Compliance has much more to do with motivation than it does with assignment. For example, there are countless research studies shedding light on the causes of obesity. However, the current obesity epidemic isn’t because of a lack of understanding of the causes, but a lack of execution of the intervention. Educating your athletes as to the “what” is no doubt important, but inspiring them, setting them up for success, and holding them accountable is what will define your influence as a coach.
To create this buy in, athletes must believe you have their best interest at heart. The best way to get trust is to give trust first. By showing transparency as a coach or practitioner, we can build a trusting relationship with our athletes as well as allow them to hold us accountable. Telling an athlete to do something “because I said so” not only doesn’t work with today’s athlete, but it immediately suggests an athlete is not in control of their own athletic destiny. To improve compliance and buy in, athletes need to have a sense of ownership.
Technological advances should be used to allow coaches more time to do these things that technology can’t. Where technology can help in this context, is by monitoring compliance and creating a conduit to easily collect this information. Athletes should be recording their training, and be able to see their progress over time. They should be recording their sleep, nutrition, and other regeneration or recovery methods that are assigned. Using wellness surveys and collecting RPE are both great ways to collect meaningful information from your athletes.
None of these concepts are new; some of us older coaches remember keeping training journals in spiral bound notebooks before the invention of computers. Technology should simply allow a much easier collection of this information, as well as a better and more efficient way to view, analyze, and share this information with your athletes. Athletes do not want to feel as though they are guinea pigs, simply testing your technology. They need to be allowed to participate in the data collection process, and understand how and why decisions are made based on the data you collect. By allow athletes to be a part of this data collection, you give them ownership and make them a part of the process, not simply a subject of the program.

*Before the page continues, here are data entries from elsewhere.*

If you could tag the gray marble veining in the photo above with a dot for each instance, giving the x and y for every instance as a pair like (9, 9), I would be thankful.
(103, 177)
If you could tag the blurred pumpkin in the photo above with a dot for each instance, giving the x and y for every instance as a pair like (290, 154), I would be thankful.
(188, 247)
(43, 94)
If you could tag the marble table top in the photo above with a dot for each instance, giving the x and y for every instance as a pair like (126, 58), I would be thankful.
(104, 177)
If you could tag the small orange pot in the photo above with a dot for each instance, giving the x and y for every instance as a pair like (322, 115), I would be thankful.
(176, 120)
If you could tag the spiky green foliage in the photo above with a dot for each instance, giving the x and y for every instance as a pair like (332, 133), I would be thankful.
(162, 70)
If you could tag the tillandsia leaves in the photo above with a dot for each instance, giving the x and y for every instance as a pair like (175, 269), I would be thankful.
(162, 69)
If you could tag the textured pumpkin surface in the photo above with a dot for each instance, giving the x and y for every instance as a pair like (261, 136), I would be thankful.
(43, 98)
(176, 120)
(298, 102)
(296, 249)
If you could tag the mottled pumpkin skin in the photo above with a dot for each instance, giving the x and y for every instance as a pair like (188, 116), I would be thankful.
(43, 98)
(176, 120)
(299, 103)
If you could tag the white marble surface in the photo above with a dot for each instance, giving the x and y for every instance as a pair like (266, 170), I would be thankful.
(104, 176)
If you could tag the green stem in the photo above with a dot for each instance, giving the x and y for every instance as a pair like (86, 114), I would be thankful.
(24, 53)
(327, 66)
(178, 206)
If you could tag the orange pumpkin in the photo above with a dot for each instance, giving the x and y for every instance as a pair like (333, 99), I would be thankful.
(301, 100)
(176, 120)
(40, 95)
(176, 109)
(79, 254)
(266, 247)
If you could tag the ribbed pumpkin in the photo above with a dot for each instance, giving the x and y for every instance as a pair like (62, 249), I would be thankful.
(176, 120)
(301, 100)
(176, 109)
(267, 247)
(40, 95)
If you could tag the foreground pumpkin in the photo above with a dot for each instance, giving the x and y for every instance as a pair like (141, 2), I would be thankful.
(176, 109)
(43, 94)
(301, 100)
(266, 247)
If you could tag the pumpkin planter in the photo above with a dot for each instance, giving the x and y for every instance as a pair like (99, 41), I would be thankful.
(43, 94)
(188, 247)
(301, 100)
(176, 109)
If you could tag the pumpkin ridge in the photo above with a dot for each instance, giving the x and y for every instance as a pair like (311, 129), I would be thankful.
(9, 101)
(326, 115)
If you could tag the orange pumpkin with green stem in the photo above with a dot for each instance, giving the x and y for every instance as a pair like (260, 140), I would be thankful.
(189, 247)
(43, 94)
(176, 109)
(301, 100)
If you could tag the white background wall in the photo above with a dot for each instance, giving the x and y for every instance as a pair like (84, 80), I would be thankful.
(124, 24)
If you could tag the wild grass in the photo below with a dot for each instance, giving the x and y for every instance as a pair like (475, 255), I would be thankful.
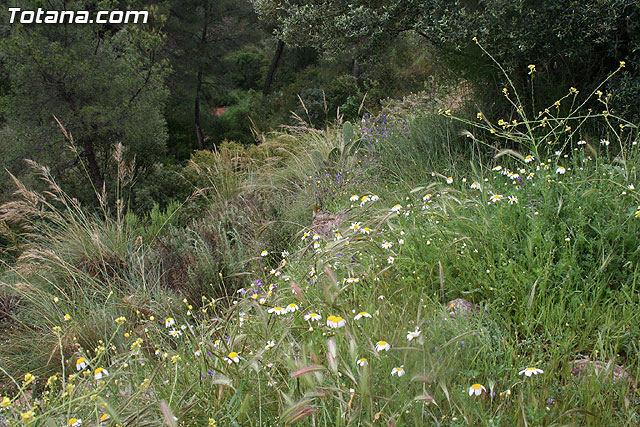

If your number one goal is to help the athlete, the athlete must be an active participant in your program. This is not to say you as a coach need to compromise your expectations and beliefs, there is no substitute for conviction of your philosophy as a coach. However, building trust and relationships will help your athlete to better understand these expectations. Input from your athletes should continue to drive conversations and improve compliance and trust within your organization. Using technology can allow the athlete to better take ownership of their program, and allow you as a coach to objectively hold them (and yourself) accountable.